O maior desafio tecnológico das cidades não é a tecnologia – Observador

Até ao dia 27 de maio, data em que o Observador organiza a Cimeira das Cidades, desafiamos alguns especialistas a escrever sobre os desafios das urbes do futuro. A entrada no evento é gratuita, mediante inscrição, que pode ser feita AQUI.

Durante anos, pensar as cidades do futuro foi sinónimo de antecipar revoluções tecnológicas: sensores a medir tudo em tempo real, plataformas inteligentes a gerir mobilidade, energia, resíduos ou segurança, algoritmos a prever comportamentos e a optimizar serviços. No entanto, a realidade é mais complexa – e menos entusiasmante. A tecnologia está, de facto, mais disponível do que nunca. Mas a questão central já não é o que conseguimos desenvolver. É como conseguimos governar o que já temos.

O principal desafio das cidades do futuro na área da tecnologia não é técnico. É estrutural, político e ético. Está na forma como gerimos os dados urbanos – quem os recolhe, quem lhes acede, com que finalidade, com que regras de transparência e com que mecanismos de responsabilização. A emergência de conceitos como Smart Cities ou Digital Twins tornou evidente que a cidade é, hoje, um ecossistema digital.

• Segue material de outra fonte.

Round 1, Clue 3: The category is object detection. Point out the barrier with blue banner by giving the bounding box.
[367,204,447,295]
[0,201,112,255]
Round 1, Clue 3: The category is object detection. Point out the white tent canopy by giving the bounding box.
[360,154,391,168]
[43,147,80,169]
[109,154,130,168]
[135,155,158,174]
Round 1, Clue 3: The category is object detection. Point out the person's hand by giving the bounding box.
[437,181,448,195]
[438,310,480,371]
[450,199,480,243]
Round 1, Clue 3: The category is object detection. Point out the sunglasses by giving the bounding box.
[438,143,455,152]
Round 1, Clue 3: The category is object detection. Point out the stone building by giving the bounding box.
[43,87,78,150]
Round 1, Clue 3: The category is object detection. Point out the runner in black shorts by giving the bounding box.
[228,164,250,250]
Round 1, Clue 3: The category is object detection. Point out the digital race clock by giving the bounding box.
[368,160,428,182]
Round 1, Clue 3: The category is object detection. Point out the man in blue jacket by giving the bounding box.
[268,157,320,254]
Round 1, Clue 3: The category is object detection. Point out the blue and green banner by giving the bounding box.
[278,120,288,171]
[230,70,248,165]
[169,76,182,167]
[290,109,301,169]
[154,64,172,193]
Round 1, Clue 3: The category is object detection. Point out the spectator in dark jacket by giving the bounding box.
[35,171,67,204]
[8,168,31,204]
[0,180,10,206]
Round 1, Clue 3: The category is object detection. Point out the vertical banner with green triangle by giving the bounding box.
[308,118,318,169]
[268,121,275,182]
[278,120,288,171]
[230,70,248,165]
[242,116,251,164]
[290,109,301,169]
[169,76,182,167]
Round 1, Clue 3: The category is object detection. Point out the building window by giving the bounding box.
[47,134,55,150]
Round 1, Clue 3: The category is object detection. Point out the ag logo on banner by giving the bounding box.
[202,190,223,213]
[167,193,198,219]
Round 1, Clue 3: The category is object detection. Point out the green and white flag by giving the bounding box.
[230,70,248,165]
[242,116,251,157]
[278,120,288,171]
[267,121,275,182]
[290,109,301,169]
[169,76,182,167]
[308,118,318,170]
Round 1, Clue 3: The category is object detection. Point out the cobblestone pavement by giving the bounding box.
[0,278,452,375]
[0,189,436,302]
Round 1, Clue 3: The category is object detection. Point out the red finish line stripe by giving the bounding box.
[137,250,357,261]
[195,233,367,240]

Mas a recolha massiva de dados não garante, por si só, valor público. Sem modelos de governação claros e eficazes, esses dados permanecem inertes – ou tornam-se instrumentos de exclusão e opacidade.

A integração tecnológica continua a enfrentar obstáculos significativos. Muitas cidades operam com arquitecturas digitais fragmentadas, soluções proprietárias e sistemas que não comunicam entre si. Isso compromete uma gestão urbana inteligente, transversal e responsiva. A adopção de padrões abertos, plataformas modulares e APIs seguras é uma condição essencial para que a inovação digital resulte em soluções concretas.

A par disso, a proliferação de sensores, câmaras e dispositivos conectados aumentou drasticamente a exposição ao risco digital. Autenticação forte, encriptação, gestão de identidades e desenho de sistemas orientados para a privacidade – em conformidade com o Regulamento Geral sobre a Protecção de Dados – são hoje requisitos mínimos. A confiança dos cidadãos na forma como os seus dados são tratados é um factor estratégico e não pode ser desvalorizado.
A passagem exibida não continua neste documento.